Intussusception is the invagination of a segment
of bowel into the lumen of the adjacent bowel. It is a common
pediatric emergency, especially in younger children aged 3 months
to 3 years, and tends to affect the ileocaecal region.
The most common triad of clinical symptoms in patients with intussusception
includes crampy abdominal pain, vomiting, and bloody stools. The
child presents some-times with a palpable mass. Intussusception
can result in bowel necrosis and subsequently perforation requiring
surgery.
SONOGRAPHY :
The sensitivity of sonography in the diagnosis of intussusception
is almost 100 %.
The ultrasound appearances of bowel within bowel are characteristic
and the classic sonographic appearance of intussusception includes
the "doughnut" or target,
sign and the "pseudokidney" or "sandwich"
sign. A doughnut sign, a hypoechoic rim of homogenous thickness
and contour with a central hyperechoic core, is seen in a transverse
view of intussusception. A hyperechoic tubular center is seen
longitudinally covered by a hypoechoic ring, resembling a pseudokidney.

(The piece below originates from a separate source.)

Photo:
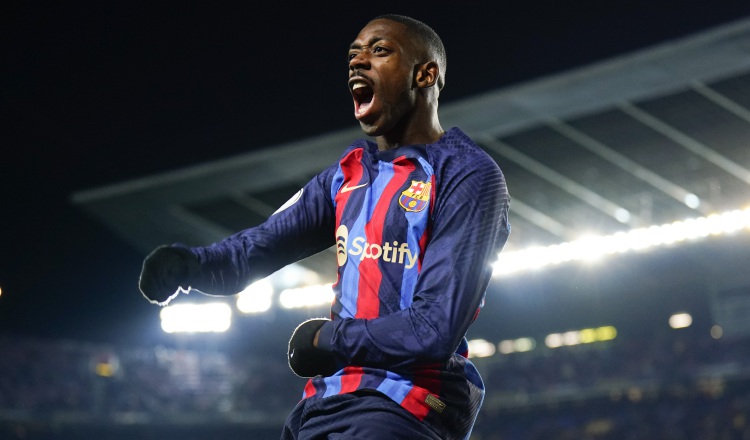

Longitudinal sonography reveals a sandwichlike appearance of the
alternating loops of bowel with a loop-within-loop appearance.
Free peritoneal fluid or ascites is not an uncommon finding with
intussusception. Also, dilated loops of fluid-filled obstructed
bowel may be demonstrated proximal to the intussusception.
Color flow Doppler can be used to help determine whether the involved
bowel should be reduced (cured with barium enema or fluid or air
pressure) or surgically resected. Inability to detect blood flow
in the intussusception increases the likelihood of necrosis and
predicts the need for surgery. Absent blood flow in the bowel
walls means that the bowel bas probably necrosed and will need
surgical resection. Detection of blood flow is reassuring and
if adequate color flow is seen to ail areas of the telescoping
bowel, the chances are better for a reduction.
Differential
:
Intussusception is a common cause of childhood intestinal obstruction
and in children, intussusceptions are usually idiopathic.
In adults, approximately 90% are associated with a lead mass of
some sort (polyp, lipoma, hamartoma, stromal tumor, lymphoma,
metastasis, cancer,). Other causes in adults include Meckel's
diverticulum and sprue.
Bowel usually bas a ring-like or target appearance. 'Abnormal
target' appearance because of asymmetric bowel thickening can
be caused by the following conditions :
- Intussusception.
- Appendicitis.
- Crohn's disease.
- diverticular disease.
- tuberculoses.
- Tumors (adenocarcinoma, benign bowel wall tumors, lymphoma,
carcinoid, leiomyosarcoma, implants).
- Pancreatitis.
- Amyloidosis.
- Whipple's disease.
- intramural hematoma.
- duplication cyst.
- pneumatosis coli or intestinal.
- radiation enteritis.
Treatment :
The diagnostic BE is therapeutic in approximately 80% of cases
because of the retrograde flow of barium through the large intestine.
As the barium fills and expands the colon, the pressure can spontaneously
reduce the intussusception.
An air enema is also used to reduce the intussusception using
inflation pressures of up to 120 mmHg.
The main contraindications to attempting a non-surgical reduction
are peritonitis and free intraperi-toneal air. A number of sonographic
features have been reported to be associated with a decreased
success rate of non-surgical reduction, including a hypoechoic
rim greater than 1 cm, absent blood flow on color flow Doppler
sonography, or a large amount of fluid trapped within the intussusception,
but these findings are not contraindications to a careful attempt
at non-surgical reduction. Approximately 10% of cases recur whether
the initial intussuception was treated surgically or non-surgically.
The overall mortality rate of intussusception is less than 1%.
Without treatment, the patient may have complications, such as
bowel obstruction, perforation, peritonitis, and vascular compromise,
which could lead to edema or gangrene of the bowel.